/mipsqa

Primary LanguagePythonApache License 2.0Apache-2.0

README

This is not an official Google product

This project contains code for training and running an extractive question answering model on the SQuAD dataset. All methods and models contained in this project are described in the technical report. Any extensions of this work should cite the report as:

@misc{SeoKwiatParikh:2017,
  title = {Question Answering with Maximum Inner Product Search},
  author = {Minjoon Seo and Tom Kwiatkowski and Ankur Parikh},
  url = {...},
}

0. Requirements and data

  • Basic requirements: Python 2 or 3, wget (if using MacOS. You can also download yourself looking at the download.sh script)
  • Python packages: tensorflow 1.3.0 or higher, nltk, tqdm
  • Data: SQuAD, GloVe, nltk tokenizer

To install required packages, run:

pip install -r requirements.txt

To download data, run:

chmod +x download.sh; ./download.sh

Change the directories where the data is stored if needed, and use them for runs below.

1. Train and test (draft mode)

If you are using default directories for the data:

export SQUAD_DIR=$HOME/data/squad
export GLOVE_DIR=$HOME/data/glove

First, preprocess train data:

python squad_prepro_main.py --from_dir $SQUAD_DIR --to_dir prepro/draft/sort_filter --glove_dir $GLOVE_DIR --sort --filter --draft

Note the --draft flag, which only processes a portion of the data for fast sanity check.
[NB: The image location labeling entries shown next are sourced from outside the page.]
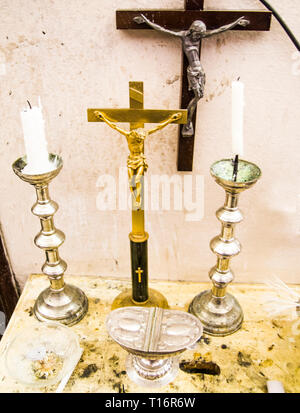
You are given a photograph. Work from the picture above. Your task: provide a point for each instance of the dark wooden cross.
(181, 20)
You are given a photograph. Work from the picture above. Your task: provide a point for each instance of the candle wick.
(235, 167)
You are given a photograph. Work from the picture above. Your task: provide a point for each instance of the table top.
(265, 348)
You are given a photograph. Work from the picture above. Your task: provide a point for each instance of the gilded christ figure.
(136, 161)
(191, 39)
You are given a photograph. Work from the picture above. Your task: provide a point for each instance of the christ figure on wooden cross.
(191, 39)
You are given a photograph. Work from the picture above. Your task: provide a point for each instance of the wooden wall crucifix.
(169, 21)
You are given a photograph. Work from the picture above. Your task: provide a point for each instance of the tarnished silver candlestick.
(220, 312)
(153, 337)
(60, 302)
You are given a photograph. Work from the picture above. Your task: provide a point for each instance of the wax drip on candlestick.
(235, 167)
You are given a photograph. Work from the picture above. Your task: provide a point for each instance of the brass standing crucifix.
(187, 24)
(137, 116)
Make sure to remove this flag when doing real training and test. --filter filters out very long examples, which can slow down training and cause memory issues.

Second, preprocess for test data, which does not filter any example:

python squad_prepro_main.py --from_dir $SQUAD_DIR --to_dir prepro/draft/sort_filter/sort --glove_dir $GLOVE_DIR --sort --draft --indexer_dir prepro/draft/sort_filter

Third, train a model:

python train_and_eval.py --output_dir /tmp/squad_ckpts --root_data_dir prepro/draft/sort_filter/ --glove_dir $GLOVE_DIR --oom_test

In general, --oom_test is a flag for testing if your GPU has enough memory for the model, but it can also serve as a quick test to make sure everything runs.

Fourth, test the model:

python train_and_eval.py --root_data_dir prepro/draft/sort_filter/sort --glove_dir $GLOVE_DIR --oom_test --infer --restore_dir /tmp/squad_ckpts

Note that --output_dir has to be changed to --restore_dir, and also --infer flag has been added. Instead of using data from prepro/draft/sort_filter/, it is using prepro/draft/sort_filter/sort, which does not filter any example. This outputs the json file in --restore_dir that is compatible with SQuAD official evaluator. If you want to run this fully (no draft mode), remove --draft and --oom_test flags when applicable.